Before we forget, let’s also update our view
function to actually display the
cat images we’re fetching:
pub fn view(model: Model) -> element.Element(Msg) {
let count = int.to_string(model.count)
html.div([], [
html.button([event.on_click(UserIncrementedCount)], [
element.text("+")
]),
element.text(count),
html.button([event.on_click(UserDecrementedCount)], [
element.text("-")
]),
html.div(
[],
list.map(model.cats, fn(cat) {
html.img([
attribute.src(cat.url),
attribute.width(400),
attribute.height(400),
])
}),
),
])
}
Note: Depending on how fast the cat images download, and your browser window size and zoom level, you might notice that when you click the increment counter that the last cat image is duplicated before the new image loads. This is expected. To learn more about why this happens and how to prevent this behaviour, see rendering lists
Where to go from here
Believe it or not, you’ve already seen about 80% of what Lustre has to offer! From these core concepts, you can build rich interactive applications that are predictable and maintainable.

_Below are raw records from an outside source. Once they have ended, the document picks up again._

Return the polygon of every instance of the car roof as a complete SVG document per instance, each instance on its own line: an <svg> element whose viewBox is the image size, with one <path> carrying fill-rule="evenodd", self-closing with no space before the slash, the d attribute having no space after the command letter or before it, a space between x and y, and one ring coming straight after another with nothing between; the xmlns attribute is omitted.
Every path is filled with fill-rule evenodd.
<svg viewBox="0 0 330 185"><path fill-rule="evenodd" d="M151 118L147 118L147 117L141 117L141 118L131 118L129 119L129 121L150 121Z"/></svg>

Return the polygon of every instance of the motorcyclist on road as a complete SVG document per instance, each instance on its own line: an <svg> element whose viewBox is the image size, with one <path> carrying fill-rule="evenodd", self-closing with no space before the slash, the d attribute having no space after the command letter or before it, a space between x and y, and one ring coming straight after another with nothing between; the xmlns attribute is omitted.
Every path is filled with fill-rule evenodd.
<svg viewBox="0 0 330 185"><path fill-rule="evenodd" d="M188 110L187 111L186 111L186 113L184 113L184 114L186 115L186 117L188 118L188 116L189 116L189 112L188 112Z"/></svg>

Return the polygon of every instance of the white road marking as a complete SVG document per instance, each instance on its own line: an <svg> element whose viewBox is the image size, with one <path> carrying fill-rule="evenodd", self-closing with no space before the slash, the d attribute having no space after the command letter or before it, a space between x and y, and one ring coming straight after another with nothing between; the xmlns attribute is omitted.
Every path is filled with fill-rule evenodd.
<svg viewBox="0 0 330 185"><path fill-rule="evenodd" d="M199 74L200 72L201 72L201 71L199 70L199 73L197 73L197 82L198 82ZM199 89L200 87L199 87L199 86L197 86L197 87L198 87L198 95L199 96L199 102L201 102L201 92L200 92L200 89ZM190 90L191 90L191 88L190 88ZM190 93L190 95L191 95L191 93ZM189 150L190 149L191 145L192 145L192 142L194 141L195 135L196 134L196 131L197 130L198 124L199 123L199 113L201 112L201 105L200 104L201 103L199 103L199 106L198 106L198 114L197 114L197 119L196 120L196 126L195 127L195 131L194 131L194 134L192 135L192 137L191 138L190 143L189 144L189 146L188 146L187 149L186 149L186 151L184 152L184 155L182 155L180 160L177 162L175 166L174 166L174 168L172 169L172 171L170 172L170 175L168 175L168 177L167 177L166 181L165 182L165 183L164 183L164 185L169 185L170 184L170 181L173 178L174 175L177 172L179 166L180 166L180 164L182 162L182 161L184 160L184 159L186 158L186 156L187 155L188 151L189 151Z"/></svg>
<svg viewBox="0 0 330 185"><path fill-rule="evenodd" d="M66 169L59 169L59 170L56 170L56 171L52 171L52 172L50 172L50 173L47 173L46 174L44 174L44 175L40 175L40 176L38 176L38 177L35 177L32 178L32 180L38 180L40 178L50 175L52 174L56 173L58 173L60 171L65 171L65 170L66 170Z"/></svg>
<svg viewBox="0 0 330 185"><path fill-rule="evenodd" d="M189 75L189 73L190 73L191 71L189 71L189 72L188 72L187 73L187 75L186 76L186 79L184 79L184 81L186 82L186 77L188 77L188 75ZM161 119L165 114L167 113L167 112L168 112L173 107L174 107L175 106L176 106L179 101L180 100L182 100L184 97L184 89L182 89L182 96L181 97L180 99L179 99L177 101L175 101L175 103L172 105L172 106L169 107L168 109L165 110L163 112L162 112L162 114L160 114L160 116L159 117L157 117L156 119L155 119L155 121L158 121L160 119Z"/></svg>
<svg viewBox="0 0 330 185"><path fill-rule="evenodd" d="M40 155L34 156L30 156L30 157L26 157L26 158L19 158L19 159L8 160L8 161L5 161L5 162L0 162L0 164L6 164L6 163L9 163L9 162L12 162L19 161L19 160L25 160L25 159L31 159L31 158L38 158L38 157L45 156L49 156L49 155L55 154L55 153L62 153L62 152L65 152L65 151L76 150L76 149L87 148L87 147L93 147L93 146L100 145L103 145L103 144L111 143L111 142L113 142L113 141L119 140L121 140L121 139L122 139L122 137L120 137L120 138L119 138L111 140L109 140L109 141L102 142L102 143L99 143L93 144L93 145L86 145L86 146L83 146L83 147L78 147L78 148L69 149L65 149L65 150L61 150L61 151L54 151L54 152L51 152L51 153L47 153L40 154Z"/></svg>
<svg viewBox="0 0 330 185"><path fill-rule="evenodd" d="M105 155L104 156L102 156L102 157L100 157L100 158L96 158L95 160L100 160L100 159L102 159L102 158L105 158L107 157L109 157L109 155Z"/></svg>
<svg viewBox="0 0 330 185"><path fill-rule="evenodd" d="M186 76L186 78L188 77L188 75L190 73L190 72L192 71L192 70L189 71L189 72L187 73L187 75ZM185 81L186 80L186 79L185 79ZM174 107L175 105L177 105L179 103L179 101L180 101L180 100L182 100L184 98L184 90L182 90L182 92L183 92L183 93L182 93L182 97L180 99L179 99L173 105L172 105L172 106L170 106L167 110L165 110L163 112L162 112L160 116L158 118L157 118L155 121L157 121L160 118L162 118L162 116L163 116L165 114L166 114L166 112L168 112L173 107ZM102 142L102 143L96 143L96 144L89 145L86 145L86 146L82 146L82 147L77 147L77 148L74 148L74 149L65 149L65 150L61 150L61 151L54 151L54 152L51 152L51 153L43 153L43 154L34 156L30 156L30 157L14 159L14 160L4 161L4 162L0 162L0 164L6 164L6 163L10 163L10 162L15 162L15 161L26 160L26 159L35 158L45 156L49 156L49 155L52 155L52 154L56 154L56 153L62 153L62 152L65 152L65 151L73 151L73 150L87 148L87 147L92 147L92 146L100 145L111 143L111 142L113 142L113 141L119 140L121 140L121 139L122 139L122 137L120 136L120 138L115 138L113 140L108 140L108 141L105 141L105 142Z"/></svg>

Where to go from here depends on what you want to build, and how you like to learn:
-
There are a number of examples if the Lustre repository that gradually introduce more complex applications and ideas.
-
The rest of this guide also continues to teach Lustre’s high-level concepts and best-practices.
-
Of course, if you want to dive in and start making things straight away, the API documentation is always handy to keep open.
Getting help
If you’re having trouble with Lustre or not sure what the right way to do something is, the best place to get help is the Gleam Discord server. You could also open an issue on the Lustre GitHub repository.
While our docs are still a work in progress, the official Elm guide is also a great resource for learning about the Model-View-Update architecture and the kinds of patterns that Lustre is built around.